Аксинья замолчала. Обняла покрепче спящую Таню, посмотрела на дорогу, на летящую в сумерки пыль, на первые звёзды над лесом. И не нашлась что ответить.
Дома их ждала новость: на крыльце сидела Марфа.
Жена Митьки — та самая, немая, с остановившимся взглядом, — в одиночестве добрела от своего дома к Аксинье, почти два километра, босая, в одной юбке, без платка.
Сидела на ступеньке, обхватив колени, и мелко тряслась.
— Марфа! — Аксинья спрыгнула с телеги, подбежала. — Ты чего? Холодно же! Идём в избу.
Марфа подняла на неё глаза.
В них не было ни страха, ни злобы — была тихая, светлая грусть. Как у старых людей, которые всё поняли и приняли. Она протянула Аксинье руку — сухую, горячую, с длинными пальцами.
Аксинья помогла ей встать, повела в дом.
В избе Марфа молча села на лавку, огляделась — на спящую Таню, на Ваню, который таращился на неё во все глаза. Потом достала из-за пазухи узелок, развязала.
Там лежали детские вещи — сшитые вручную, тонкой стёжкой, с вышитыми петушками и цветами.
— Ты… мне? — спросила Аксинья.
Марфа кивнула. И вдруг — первый раз за много лет — открыла рот и сказала хриплым, скрипучим голосом:
— Растите… здоровыми.
И заплакала.
Аксинья села рядом, обняла её за плечи. И они сидели так долго — вдова и контуженая, две несчастные бабы, которых война лишила жизни. И не нужно было слов. Только тишина, пахнущая липой и вечерней прохладой.
Ваня подошёл, положил Марфе на колени своего зайца.
— Возьмите, тётя, — сказал торжественно. — Он хороший. Он меня грел.
Марфа взяла зайца, прижала к груди. И улыбнулась — первый раз за всю войну. Улыбка была кривая, неумелая, но светлая.
В ту ночь Митька пришёл за женой. Увидел их — Марфу, которая сидела за столом и пила чай с Аксиньей, и Аксинью, которая кормила Таню кашей, а Ваня показывал гостье буквы. Остановился в дверях, не веря своим глазам.
— Марфа? — позвал тихо.
Марфа подняла на него свои остановившиеся глаза и сказала ясно, почти без картавости:
— Хорошо здесь, Митя. Тёпло.
Митька перевёл взгляд на Аксинью. Та смотрела на него спокойно, без вызова, без надежды. И глаза их встретились — весенние, послеполоводные, наполненные не острым желанием, а долгой, терпеливой любовью, которая умеет ждать.
— Я провожу их, — сказала Аксинья, поднимаясь.
— Не одной же Марфе ковылять по темноте.
Она накинула платок, взяла фонарь.
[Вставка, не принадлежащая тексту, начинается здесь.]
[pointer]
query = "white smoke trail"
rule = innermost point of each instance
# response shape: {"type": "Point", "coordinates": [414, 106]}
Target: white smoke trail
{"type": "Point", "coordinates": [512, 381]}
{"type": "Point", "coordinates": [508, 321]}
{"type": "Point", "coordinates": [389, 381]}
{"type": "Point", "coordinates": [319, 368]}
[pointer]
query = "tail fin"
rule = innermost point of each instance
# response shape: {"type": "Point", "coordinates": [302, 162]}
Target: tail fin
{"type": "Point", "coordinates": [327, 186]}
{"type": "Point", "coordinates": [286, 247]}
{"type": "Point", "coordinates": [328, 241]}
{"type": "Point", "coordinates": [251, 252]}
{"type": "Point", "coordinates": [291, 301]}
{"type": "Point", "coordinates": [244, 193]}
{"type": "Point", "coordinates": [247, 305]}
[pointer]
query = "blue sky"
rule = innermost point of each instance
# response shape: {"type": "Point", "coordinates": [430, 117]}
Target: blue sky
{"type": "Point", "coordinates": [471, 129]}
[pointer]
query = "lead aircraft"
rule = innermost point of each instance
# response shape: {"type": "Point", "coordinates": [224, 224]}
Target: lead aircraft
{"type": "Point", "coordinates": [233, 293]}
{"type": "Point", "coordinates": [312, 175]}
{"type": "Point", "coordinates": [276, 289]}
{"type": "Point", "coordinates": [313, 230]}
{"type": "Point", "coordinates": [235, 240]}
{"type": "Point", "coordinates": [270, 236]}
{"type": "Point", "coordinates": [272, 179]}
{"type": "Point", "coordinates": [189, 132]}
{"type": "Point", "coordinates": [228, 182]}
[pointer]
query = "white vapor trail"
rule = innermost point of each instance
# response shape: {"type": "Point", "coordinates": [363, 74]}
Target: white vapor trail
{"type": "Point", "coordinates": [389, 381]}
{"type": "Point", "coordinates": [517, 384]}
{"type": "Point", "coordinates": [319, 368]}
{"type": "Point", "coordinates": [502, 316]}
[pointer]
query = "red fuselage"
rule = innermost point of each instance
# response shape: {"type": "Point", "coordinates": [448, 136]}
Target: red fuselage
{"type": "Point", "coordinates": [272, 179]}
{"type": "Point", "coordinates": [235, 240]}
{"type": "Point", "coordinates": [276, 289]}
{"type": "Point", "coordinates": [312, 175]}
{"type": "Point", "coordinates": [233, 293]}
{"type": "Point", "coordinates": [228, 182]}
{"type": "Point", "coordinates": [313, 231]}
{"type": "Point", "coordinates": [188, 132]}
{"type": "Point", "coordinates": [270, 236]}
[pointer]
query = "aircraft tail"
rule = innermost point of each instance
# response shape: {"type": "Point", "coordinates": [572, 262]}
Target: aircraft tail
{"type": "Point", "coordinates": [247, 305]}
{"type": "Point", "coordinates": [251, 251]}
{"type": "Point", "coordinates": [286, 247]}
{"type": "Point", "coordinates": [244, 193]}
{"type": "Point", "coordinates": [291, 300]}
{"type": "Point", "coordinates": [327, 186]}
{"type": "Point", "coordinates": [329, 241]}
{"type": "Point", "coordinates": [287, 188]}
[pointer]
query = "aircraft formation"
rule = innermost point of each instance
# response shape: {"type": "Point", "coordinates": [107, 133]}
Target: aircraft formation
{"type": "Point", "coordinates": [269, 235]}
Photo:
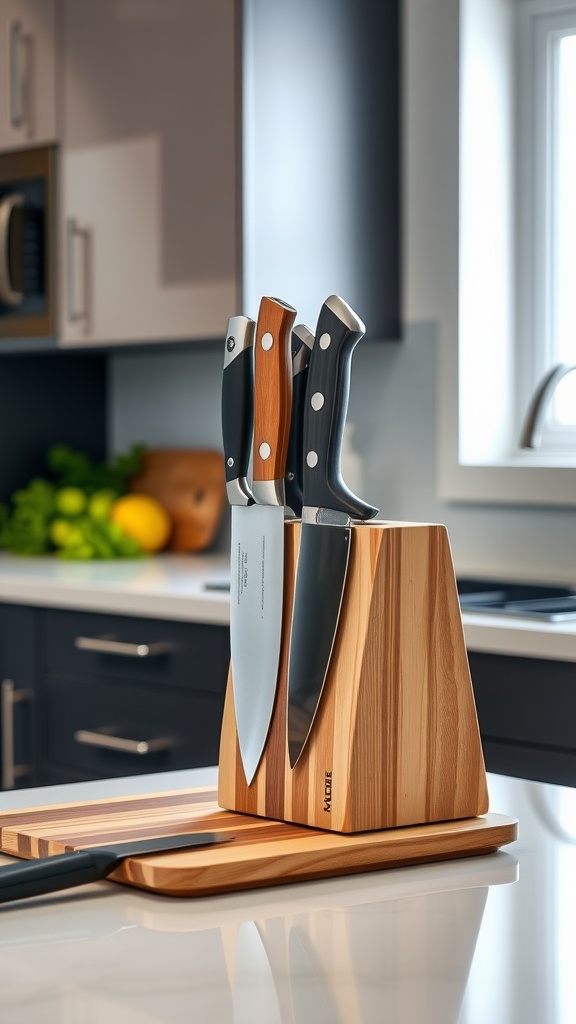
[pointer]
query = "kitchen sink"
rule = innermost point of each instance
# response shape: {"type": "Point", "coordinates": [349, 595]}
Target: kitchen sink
{"type": "Point", "coordinates": [498, 597]}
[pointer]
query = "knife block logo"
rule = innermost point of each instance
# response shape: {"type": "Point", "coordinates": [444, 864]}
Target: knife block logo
{"type": "Point", "coordinates": [328, 791]}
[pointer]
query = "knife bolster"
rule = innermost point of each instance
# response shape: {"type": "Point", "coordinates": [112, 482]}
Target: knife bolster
{"type": "Point", "coordinates": [396, 739]}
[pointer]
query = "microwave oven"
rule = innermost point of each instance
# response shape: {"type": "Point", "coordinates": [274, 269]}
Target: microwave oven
{"type": "Point", "coordinates": [27, 244]}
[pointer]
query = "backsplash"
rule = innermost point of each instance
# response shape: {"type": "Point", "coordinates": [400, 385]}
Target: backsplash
{"type": "Point", "coordinates": [389, 456]}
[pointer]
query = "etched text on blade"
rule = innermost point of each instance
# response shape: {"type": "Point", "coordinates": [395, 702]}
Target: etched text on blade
{"type": "Point", "coordinates": [257, 550]}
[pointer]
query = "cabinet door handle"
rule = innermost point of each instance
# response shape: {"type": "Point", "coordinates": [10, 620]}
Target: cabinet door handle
{"type": "Point", "coordinates": [8, 697]}
{"type": "Point", "coordinates": [14, 73]}
{"type": "Point", "coordinates": [8, 295]}
{"type": "Point", "coordinates": [105, 645]}
{"type": "Point", "coordinates": [107, 740]}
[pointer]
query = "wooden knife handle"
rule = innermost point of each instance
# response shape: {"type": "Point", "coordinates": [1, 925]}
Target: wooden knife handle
{"type": "Point", "coordinates": [273, 389]}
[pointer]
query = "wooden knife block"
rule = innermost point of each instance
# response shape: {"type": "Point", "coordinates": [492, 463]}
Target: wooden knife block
{"type": "Point", "coordinates": [396, 738]}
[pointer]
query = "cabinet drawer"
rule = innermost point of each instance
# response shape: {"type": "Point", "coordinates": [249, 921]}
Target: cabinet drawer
{"type": "Point", "coordinates": [113, 728]}
{"type": "Point", "coordinates": [139, 649]}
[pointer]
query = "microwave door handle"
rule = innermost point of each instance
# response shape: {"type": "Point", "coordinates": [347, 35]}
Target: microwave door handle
{"type": "Point", "coordinates": [8, 295]}
{"type": "Point", "coordinates": [14, 75]}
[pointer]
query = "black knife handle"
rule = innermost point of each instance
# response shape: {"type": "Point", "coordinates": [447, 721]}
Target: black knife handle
{"type": "Point", "coordinates": [238, 406]}
{"type": "Point", "coordinates": [338, 331]}
{"type": "Point", "coordinates": [302, 340]}
{"type": "Point", "coordinates": [273, 392]}
{"type": "Point", "coordinates": [34, 878]}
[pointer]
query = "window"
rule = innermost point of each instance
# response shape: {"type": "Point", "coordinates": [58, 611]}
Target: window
{"type": "Point", "coordinates": [517, 257]}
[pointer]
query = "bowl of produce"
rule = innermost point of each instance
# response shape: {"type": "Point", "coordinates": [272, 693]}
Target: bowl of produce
{"type": "Point", "coordinates": [84, 510]}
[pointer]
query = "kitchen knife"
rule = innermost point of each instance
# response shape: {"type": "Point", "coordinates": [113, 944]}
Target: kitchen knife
{"type": "Point", "coordinates": [78, 867]}
{"type": "Point", "coordinates": [257, 537]}
{"type": "Point", "coordinates": [328, 510]}
{"type": "Point", "coordinates": [302, 340]}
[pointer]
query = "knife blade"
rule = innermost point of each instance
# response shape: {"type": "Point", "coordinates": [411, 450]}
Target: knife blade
{"type": "Point", "coordinates": [77, 867]}
{"type": "Point", "coordinates": [328, 510]}
{"type": "Point", "coordinates": [257, 539]}
{"type": "Point", "coordinates": [302, 340]}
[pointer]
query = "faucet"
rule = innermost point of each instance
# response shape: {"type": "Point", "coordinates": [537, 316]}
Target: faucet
{"type": "Point", "coordinates": [533, 429]}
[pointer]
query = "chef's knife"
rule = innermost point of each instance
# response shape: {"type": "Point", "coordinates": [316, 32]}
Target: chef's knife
{"type": "Point", "coordinates": [302, 340]}
{"type": "Point", "coordinates": [78, 867]}
{"type": "Point", "coordinates": [328, 510]}
{"type": "Point", "coordinates": [257, 538]}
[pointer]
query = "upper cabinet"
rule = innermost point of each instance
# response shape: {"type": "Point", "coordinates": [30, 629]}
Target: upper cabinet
{"type": "Point", "coordinates": [149, 165]}
{"type": "Point", "coordinates": [208, 152]}
{"type": "Point", "coordinates": [27, 73]}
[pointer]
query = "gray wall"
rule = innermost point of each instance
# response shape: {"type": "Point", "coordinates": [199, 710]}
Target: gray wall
{"type": "Point", "coordinates": [391, 451]}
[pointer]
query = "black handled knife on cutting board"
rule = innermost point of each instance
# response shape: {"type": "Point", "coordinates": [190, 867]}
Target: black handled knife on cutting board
{"type": "Point", "coordinates": [302, 340]}
{"type": "Point", "coordinates": [78, 867]}
{"type": "Point", "coordinates": [257, 534]}
{"type": "Point", "coordinates": [328, 510]}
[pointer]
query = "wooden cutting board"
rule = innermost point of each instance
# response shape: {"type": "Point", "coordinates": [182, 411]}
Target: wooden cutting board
{"type": "Point", "coordinates": [263, 852]}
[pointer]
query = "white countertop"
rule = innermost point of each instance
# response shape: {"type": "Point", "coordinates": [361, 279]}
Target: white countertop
{"type": "Point", "coordinates": [175, 587]}
{"type": "Point", "coordinates": [470, 940]}
{"type": "Point", "coordinates": [164, 587]}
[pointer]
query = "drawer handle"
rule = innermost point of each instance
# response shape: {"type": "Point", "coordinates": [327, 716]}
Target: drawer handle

Пошла с ними до конца улицы, до поворота. Там остановилась.
— Спасибо, Митрофан Кузьмич, — сказала тихо. — За всё спасибо. И тебе, Марфа, спасибо.
— Приходите к нам, — сказал Митька. — Детей приводите. Чаю попьём.
— Приду, — пообещала Аксинья.
И пошла обратно, в свою избу, где спали двое детей, где на столе горела лучина и ждала недокошенная полоса в поле. Шла и чувствовала, как на душе светлеет. Не от обещания, не от надежды — от того, что боль перестала быть острой. Что можно жить дальше, не оглядываясь, не таясь, не боясь каждого шороха.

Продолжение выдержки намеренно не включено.